The Fifth Amendment’s Takings Clause states that “private property [shall not] be taken for public use, without just compensation.” Suppose a government entity has a right to take property because of unpaid taxes. Can the government keep the excess value of the property beyond what is owed? No, according to a unanimous U.S. Supreme Court decision in Tyler v. Hennepin County, Minnesota.
This cased involved an elderly Minnesota woman who moved from her condominium into an assisted living facility. She retained title to the condo, but no one paid the property taxes on it for several years. Her unpaid tax bill eventually totaled about $15,000, most of which reflected interest and penalties. State law vested the taxing authority—Hennepin County—with title to the property in these circumstances. Eventually, the county sold the condominium for $40,000 and pocketed the extra $25,000.

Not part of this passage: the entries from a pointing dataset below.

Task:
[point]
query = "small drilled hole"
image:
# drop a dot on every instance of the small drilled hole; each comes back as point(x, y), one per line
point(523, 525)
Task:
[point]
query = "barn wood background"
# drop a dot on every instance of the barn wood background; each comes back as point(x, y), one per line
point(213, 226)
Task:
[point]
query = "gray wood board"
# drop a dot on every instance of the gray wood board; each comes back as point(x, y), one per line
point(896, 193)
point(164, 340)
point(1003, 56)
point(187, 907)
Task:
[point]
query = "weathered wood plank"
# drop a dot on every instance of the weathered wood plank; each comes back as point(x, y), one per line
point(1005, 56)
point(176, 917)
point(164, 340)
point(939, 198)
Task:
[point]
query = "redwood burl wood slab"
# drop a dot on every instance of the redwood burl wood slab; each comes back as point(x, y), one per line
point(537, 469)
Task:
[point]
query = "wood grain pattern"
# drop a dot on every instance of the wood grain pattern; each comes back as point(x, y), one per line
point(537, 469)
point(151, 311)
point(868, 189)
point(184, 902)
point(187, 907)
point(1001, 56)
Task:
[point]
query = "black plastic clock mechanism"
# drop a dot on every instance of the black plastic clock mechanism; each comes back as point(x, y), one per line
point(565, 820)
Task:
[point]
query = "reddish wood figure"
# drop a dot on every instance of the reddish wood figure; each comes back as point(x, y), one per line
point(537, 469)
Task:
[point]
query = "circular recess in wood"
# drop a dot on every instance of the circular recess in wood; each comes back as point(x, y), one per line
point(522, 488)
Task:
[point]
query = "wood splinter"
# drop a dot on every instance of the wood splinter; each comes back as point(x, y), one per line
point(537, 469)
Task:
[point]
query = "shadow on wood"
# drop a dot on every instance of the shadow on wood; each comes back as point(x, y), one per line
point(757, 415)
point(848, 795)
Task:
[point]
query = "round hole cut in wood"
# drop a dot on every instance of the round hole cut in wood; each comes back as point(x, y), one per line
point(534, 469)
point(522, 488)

The Supreme Court unanimously held that the county had taken the former owner’s property—the extra $25,000—without just compensation. This common-sense result was complicated by existing precedent, which looked mainly to state law to define the property rights protected by the Takings Clause. And Minnesota law allowed taxing authorities to keep the entire value of real property. So, the county argued, the excess valuation over the tax bill wasn’t the taxpayer’s “property” under state law.
A unanimous Supreme Court dismissed this theory, holding that state law cannot be the exclusive source of property rights protected by the Fifth Amendment. Otherwise, states could whittle away private property rights by defining them however they want. Instead, the Court held, property rights protected by the Takings Clause can arise from “traditional property law principles,” historical practice, and state law. The Court summed up its holding this way: “The taxpayer must render unto Caesar what is Caesar’s, but no more.”
- State law, tradition, and historical practice all define the scope of “property” protected by the Fifth Amendment’s Takings Clause.
- Property-forfeiture schemes that allow governments to keep more than what they are legitimately owed may violate the Takings Clause.